To identify factors that can effectively predict the efficacy of laparoscopic splenectomy (LS) in the treatment of immune thrombocytopenic purpura (ITP).
From January 2007 to September 2012, 78 patients with ITP underwent laparoscopic splenectomy were retrospectively analyzed. According to the postoperative platelet (PLT) count and haemorrhagic manifestations, they were divided into effective group and ineffective group. Nine influencing factors were univariate analyzed and multivariate analyzed.

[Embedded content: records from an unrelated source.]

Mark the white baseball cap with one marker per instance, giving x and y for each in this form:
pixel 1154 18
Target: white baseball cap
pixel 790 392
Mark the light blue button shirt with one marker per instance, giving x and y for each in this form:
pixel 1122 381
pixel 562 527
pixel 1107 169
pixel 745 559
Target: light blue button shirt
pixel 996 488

In effective group (65 cases) and ineffective group (13 cases), average PLT count of 1 day before surgery was 47×10(9)/L vs. 21×10(9)/L, average operative time was (166 ± 46) minutes vs. (139 ± 29) minutes. Univariate analysis result: PLT count of 1 day before surgery (Z = -2.776, P = 0.005) and operative time (t = 2.723, P = 0.011) was statistically significant in 2 groups, the rest factors did not significantly influence the result. Multivariate analysis revealed that only PLT count of 1 day before surgery was statistically significant (OR = 0.964, 95%CI: 0.932-0.997, P = 0.031) in 2 groups, but operative time (P = 0.051) was not statistically significant.
PLT count of 1 day before surgery is a predict factor in LS for ITP. Because of the limited sample number, further multi-center prospective study with large sample is warrant.

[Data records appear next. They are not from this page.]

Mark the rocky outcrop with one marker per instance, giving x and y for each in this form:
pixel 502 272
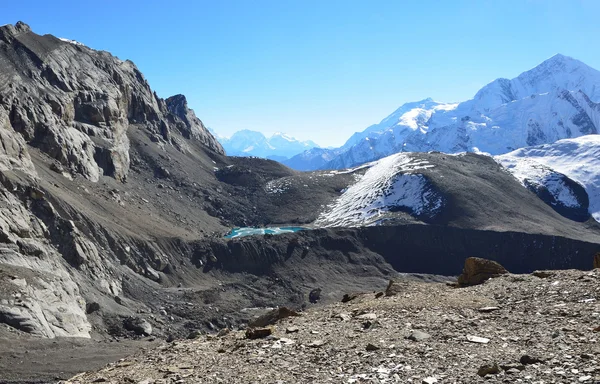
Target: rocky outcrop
pixel 76 105
pixel 478 270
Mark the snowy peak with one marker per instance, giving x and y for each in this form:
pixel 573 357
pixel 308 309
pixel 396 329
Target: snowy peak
pixel 578 159
pixel 558 99
pixel 557 72
pixel 279 146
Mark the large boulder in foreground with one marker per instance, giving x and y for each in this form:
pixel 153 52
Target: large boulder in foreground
pixel 478 270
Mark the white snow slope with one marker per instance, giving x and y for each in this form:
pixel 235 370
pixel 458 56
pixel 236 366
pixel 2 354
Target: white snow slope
pixel 552 101
pixel 578 159
pixel 390 183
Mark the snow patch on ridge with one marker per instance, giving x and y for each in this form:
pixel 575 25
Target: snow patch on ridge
pixel 390 184
pixel 531 172
pixel 71 41
pixel 578 159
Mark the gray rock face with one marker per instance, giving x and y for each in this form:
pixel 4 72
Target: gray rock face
pixel 77 104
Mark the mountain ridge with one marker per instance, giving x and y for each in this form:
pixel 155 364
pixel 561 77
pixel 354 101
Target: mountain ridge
pixel 556 99
pixel 278 146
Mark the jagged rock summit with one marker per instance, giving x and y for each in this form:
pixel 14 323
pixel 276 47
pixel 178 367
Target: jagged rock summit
pixel 76 105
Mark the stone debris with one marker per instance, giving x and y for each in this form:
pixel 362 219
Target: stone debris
pixel 477 339
pixel 526 359
pixel 539 333
pixel 488 369
pixel 417 335
pixel 478 270
pixel 273 317
pixel 258 333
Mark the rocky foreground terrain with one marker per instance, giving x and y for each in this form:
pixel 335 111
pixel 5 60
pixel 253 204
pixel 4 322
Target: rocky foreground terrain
pixel 113 207
pixel 532 328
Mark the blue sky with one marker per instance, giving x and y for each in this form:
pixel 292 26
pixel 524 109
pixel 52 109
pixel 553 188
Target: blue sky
pixel 320 69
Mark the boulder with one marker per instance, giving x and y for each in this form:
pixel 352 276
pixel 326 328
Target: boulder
pixel 478 270
pixel 138 325
pixel 258 333
pixel 394 288
pixel 314 295
pixel 272 317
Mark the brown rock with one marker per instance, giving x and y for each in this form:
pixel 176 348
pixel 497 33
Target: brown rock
pixel 488 369
pixel 543 274
pixel 273 317
pixel 527 359
pixel 478 270
pixel 371 347
pixel 349 297
pixel 258 333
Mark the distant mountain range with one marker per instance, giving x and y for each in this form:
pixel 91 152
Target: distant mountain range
pixel 278 147
pixel 553 101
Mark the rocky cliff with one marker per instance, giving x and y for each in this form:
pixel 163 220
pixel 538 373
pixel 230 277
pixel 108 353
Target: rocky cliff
pixel 76 105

确定能有效预测腹腔镜脾切除术(LS)治疗免疫性血小板减少性紫癜(ITP)疗效的因素。
回顾性分析2007年1月至2012年9月期间接受腹腔镜脾切除术的78例ITP患者。根据术后血小板(PLT)计数和出血表现,将他们分为有效组和无效组。对9个影响因素进行单因素分析和多因素分析。
有效组(65例)和无效组(13例)术前1天的平均PLT计数分别为47×10⁹/L和21×10⁹/L,平均手术时间分别为(166±46)分钟和(139±29)分钟。单因素分析结果:术前1天的PLT计数(Z=-2.776,P=0.005)和手术时间(t=2.723,P=0.011)在两组中有统计学意义,其余因素对结果无显著影响。多因素分析显示,两组中仅术前1天的PLT计数有统计学意义(OR=(此处原文有误,应为0.964),95%CI:0.932-0.997,P=0.031),但手术时间(P=0.051)无统计学意义。
术前1天的PLT计数是ITP患者行LS的一个预测因素。由于样本数量有限,有必要进行进一步的大样本多中心前瞻性研究。